Super-block size shared by all K-quantization formats. Every 256 elements are quantized together, allowing finer scale granularity than the older Q4_0/Q8_0 formats (which use blocks of 32).


Public Types

KQuantType

pub const KQuantType = enum {
    Q4_K,
    Q5_K,
    Q6_K,
};

The three K-quantization bit widths.

Variant Bits/Weight Bytes per 256-element block
Q4_K 4.5 144
Q5_K 5.5 176
Q6_K 6.5 210

BlockQ4K

pub const BlockQ4K = struct {
    d: f16,                   // super-block scale
    dmin: f16,                // super-block minimum
    scales: [12]u8,           // sub-block scales (packed)
    qs: [QK_K / 2]u8,        // quantized nibbles
};

On-disk and in-memory layout of a single Q4_K block.

BlockQ5K

pub const BlockQ5K = struct {
    d: f16,
    dmin: f16,
    scales: [12]u8,
    qh: [QK_K / 8]u8,        // high bits
    qs: [QK_K / 2]u8,        // low nibbles
};

BlockQ6K

pub const BlockQ6K = struct {
    ql: [QK_K / 2]u8,        // low 4 bits
    qh: [QK_K / 4]u8,        // high 2 bits
    scales: [QK_K / 16]i8,   // sub-block scales
    d: f16,                   // super-block scale
};

KQuantizer

pub const KQuantizer = struct {
    allocator: std.mem.Allocator,
};

Stateless quantizer/dequantizer for K-quant formats.


Public Functions

KQuantizer.quantize

pub fn quantize(
    self: KQuantizer,
    data: []const f32,
    ktype: KQuantType,
) ![]u8

Quantize a contiguous f32 buffer into packed K-quant bytes.
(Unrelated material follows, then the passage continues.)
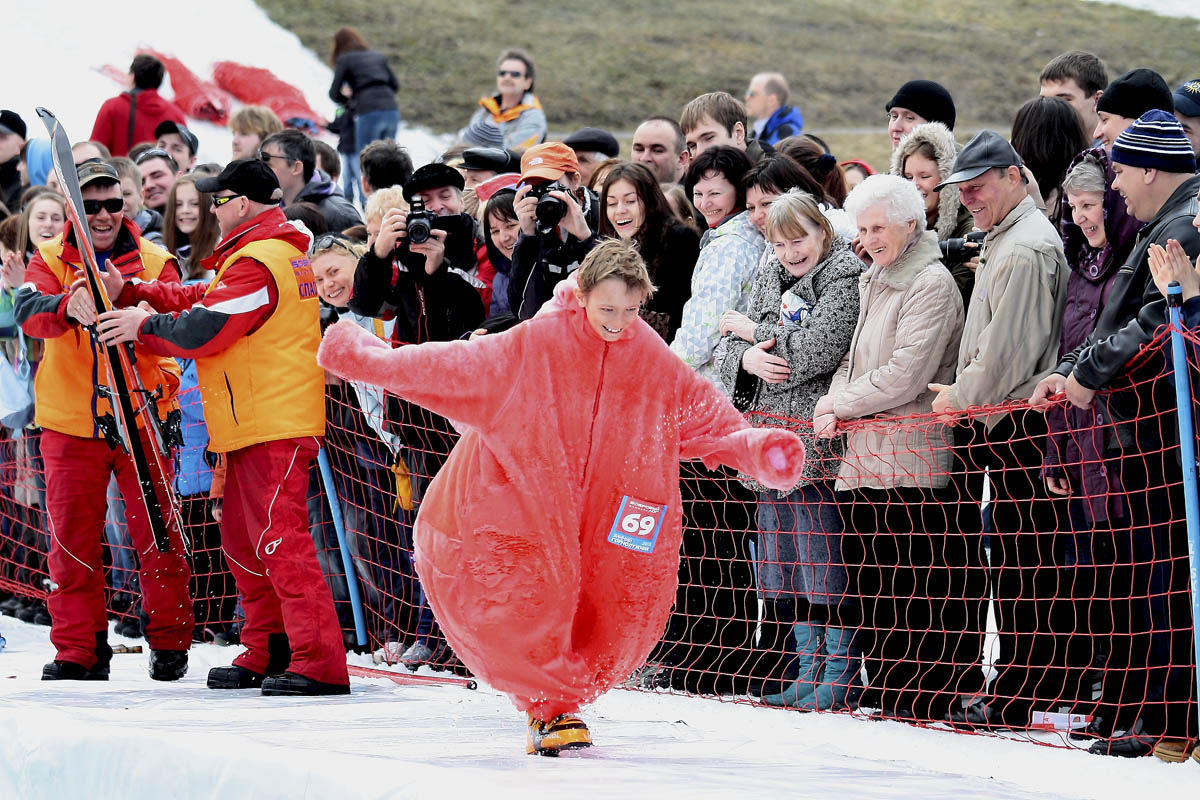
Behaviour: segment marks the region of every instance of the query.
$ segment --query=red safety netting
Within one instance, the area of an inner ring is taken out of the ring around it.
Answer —
[[[1197,338],[1188,338],[1194,379]],[[844,422],[840,455],[822,463],[828,479],[787,497],[729,470],[684,464],[675,608],[627,685],[740,702],[765,695],[774,705],[1044,744],[1072,744],[1068,729],[1082,733],[1094,719],[1101,733],[1142,720],[1195,737],[1182,469],[1164,341],[1091,409],[1059,401],[1043,414],[1012,403],[973,409],[950,427],[931,416]],[[464,671],[411,559],[416,507],[455,434],[395,398],[336,382],[327,413],[368,648],[381,663]],[[812,433],[811,423],[752,421]],[[38,440],[26,430],[0,443],[0,589],[23,598],[50,588]],[[236,642],[239,610],[208,466],[180,461],[188,463],[180,488],[195,545],[196,639]],[[1070,494],[1048,492],[1048,477]],[[325,488],[314,464],[311,531],[350,646],[349,588]],[[136,555],[119,502],[110,498],[109,512],[109,607],[136,627]]]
The input length must be a multiple of QK_K (256).

Returns: caller-owned byte slice.

KQuantizer.dequantize

pub fn dequantize(
    self: KQuantizer,
    data: []const u8,
    ktype: KQuantType,
) ![]f32

Dequantize packed K-quant bytes back to f32.


Error Types

  • error{InvalidAlignment} -- input length is not a multiple of QK_K.
  • error{OutOfMemory}

Usage Example

const kq = @import("zigllama").linear_algebra.k_quantization;

var quantizer = kq.KQuantizer{ .allocator = allocator };

const raw_weights: []const f32 = model_data[offset..][0..4096];
const packed = try quantizer.quantize(raw_weights, .Q4_K);
defer allocator.free(packed);

const restored = try quantizer.dequantize(packed, .Q4_K);
defer allocator.free(restored);